Choosing the right platform is essential for successful decentralized application development.

Decentralized Applications

A decentralized application (dApp) is an application built on a decentralized network. Bitcoin, Ethereum, and other crypto tokens are examples of decentralized networks.

Decentralized apps are open source and run on a blockchain. A dApp can have front-end code and user interface written in any programming language that can make calls to its backend, which is usually written in Solidity.

Decentralized applications have many advantages over traditional applications.

  • dApps are more resilient because they do not rely on a single failure point.
  • dApps are more secure because they leverage the security of the underlying blockchain.
  • dApps are transparent because their code is open source and running on a public blockchain.
  • dApps are censorship-resistant because no central authority can take them down.

On the other hand:

  • They require users to have a certain level of technical expertise, which can be slow and expensive to use due to the nature of blockchain technology.
  • dApps are still in the early stages of development, and there is a limited number of quality dApps available.

Overall, decentralized applications have the potential to change the way we interact with the internet by giving users more control over their data and eliminating the need for central authorities. However, they still have some hurdles to overcome before mass adoption occurs.

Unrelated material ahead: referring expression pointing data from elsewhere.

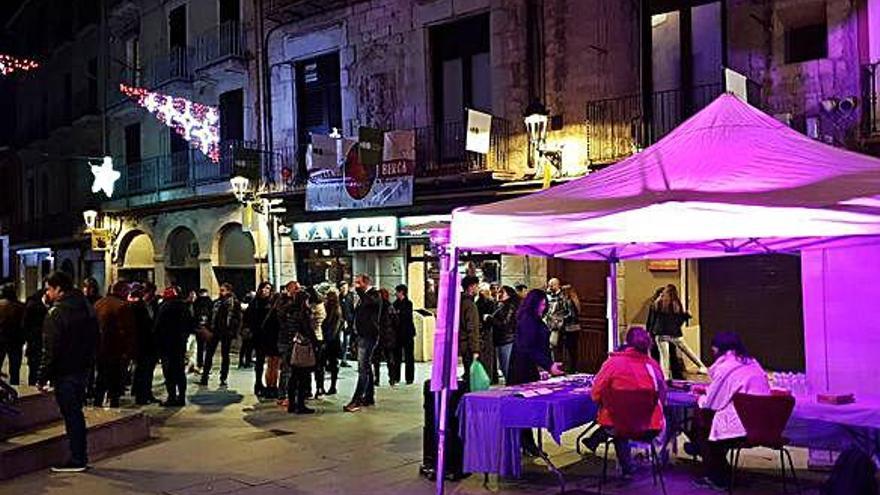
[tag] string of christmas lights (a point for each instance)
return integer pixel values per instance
(10, 64)
(198, 124)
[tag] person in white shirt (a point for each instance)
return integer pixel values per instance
(734, 371)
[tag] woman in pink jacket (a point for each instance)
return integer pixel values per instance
(734, 371)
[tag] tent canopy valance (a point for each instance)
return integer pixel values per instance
(730, 180)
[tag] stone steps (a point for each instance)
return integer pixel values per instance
(34, 408)
(110, 430)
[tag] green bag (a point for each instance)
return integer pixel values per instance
(479, 377)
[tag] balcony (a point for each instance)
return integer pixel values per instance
(181, 175)
(174, 66)
(439, 150)
(218, 44)
(616, 127)
(871, 99)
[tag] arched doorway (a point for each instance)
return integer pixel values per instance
(137, 258)
(235, 259)
(182, 259)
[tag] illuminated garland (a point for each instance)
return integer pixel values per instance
(10, 64)
(199, 124)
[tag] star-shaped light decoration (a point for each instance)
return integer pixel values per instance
(199, 124)
(105, 177)
(10, 64)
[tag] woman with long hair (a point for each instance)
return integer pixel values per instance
(504, 327)
(332, 330)
(668, 317)
(255, 317)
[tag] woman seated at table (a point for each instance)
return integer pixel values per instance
(530, 359)
(734, 371)
(631, 368)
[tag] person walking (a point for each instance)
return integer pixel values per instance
(35, 310)
(469, 326)
(347, 304)
(203, 309)
(406, 332)
(142, 299)
(504, 328)
(300, 322)
(668, 318)
(388, 342)
(254, 319)
(367, 327)
(12, 334)
(174, 324)
(116, 344)
(331, 328)
(225, 325)
(317, 315)
(70, 337)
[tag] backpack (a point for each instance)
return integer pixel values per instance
(854, 473)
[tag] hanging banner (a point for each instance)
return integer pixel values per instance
(366, 174)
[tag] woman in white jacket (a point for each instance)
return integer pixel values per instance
(734, 371)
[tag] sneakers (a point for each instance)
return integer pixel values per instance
(69, 467)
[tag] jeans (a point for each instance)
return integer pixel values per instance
(225, 342)
(15, 352)
(663, 341)
(503, 352)
(70, 394)
(364, 392)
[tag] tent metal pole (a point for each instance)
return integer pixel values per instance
(613, 315)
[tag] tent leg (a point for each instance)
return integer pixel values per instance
(613, 317)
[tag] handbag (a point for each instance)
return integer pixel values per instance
(303, 353)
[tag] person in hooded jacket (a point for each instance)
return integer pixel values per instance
(174, 324)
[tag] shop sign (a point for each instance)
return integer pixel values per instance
(372, 234)
(334, 230)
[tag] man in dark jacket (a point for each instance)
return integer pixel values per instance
(174, 323)
(143, 304)
(35, 310)
(406, 333)
(347, 304)
(367, 325)
(469, 325)
(12, 335)
(225, 325)
(70, 335)
(203, 309)
(116, 343)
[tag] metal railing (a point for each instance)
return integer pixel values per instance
(439, 152)
(871, 98)
(221, 41)
(184, 169)
(172, 66)
(616, 128)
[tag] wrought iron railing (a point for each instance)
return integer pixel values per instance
(221, 41)
(871, 98)
(439, 152)
(616, 127)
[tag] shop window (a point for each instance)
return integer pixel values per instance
(806, 43)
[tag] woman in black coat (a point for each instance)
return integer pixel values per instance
(254, 319)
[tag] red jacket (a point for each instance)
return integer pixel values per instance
(628, 370)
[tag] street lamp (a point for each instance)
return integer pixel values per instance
(90, 216)
(240, 186)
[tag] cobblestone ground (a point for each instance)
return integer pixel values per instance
(226, 442)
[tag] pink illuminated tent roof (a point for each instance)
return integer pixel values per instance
(730, 180)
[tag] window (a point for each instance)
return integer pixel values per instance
(132, 144)
(806, 43)
(232, 116)
(177, 28)
(318, 98)
(461, 68)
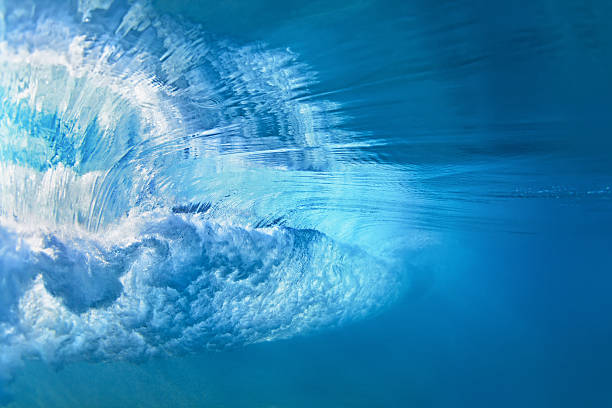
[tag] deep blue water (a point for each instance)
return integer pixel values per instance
(298, 204)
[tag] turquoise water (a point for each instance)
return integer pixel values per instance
(291, 204)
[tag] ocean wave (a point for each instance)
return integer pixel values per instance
(164, 190)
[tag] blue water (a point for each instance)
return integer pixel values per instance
(298, 204)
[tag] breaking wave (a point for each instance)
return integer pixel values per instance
(164, 190)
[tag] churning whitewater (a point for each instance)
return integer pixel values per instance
(159, 191)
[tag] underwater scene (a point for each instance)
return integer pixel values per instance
(279, 204)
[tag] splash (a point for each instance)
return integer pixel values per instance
(164, 190)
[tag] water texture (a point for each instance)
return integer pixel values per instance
(415, 198)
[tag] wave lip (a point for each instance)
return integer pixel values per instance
(165, 190)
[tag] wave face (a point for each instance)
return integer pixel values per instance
(164, 190)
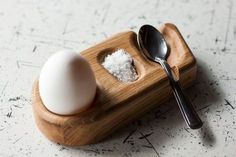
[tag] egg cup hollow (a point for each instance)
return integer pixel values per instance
(116, 103)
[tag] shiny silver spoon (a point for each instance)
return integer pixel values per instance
(154, 47)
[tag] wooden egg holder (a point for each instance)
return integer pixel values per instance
(117, 104)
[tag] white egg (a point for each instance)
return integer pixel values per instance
(66, 83)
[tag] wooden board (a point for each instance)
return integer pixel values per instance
(116, 103)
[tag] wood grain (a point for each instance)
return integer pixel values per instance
(116, 103)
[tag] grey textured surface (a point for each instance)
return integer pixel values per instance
(32, 30)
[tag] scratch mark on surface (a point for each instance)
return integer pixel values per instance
(17, 140)
(65, 27)
(4, 88)
(228, 22)
(34, 49)
(106, 12)
(14, 99)
(150, 144)
(212, 16)
(20, 63)
(234, 32)
(146, 135)
(130, 134)
(229, 104)
(9, 114)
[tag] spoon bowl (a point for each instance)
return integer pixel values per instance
(155, 48)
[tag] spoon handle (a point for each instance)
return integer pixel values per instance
(189, 113)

How to Check Blockchain Stock Technology Stacks

As you can see, the companies above use many different technology stacks. And thousands of other important blockchain stocks are on the market, combining other tech stacks in new, exciting ways.

It’s impossible to list all that in one article.

However, you have several online tools to discover these tools on your own time. Wappalyzer is one of them.

This intuitive software allows you to input a website’s name or URL to retrieve the tech stack it uses. As such, you can analyze your competitors, optimize your sales process by understanding your customers, and discover more unique programs to leverage.

You can also research the popular blockchain tech stacks we discussed above. The Web 3.0 principles you learned at the beginning of this guide will help you make the right choice for your needs.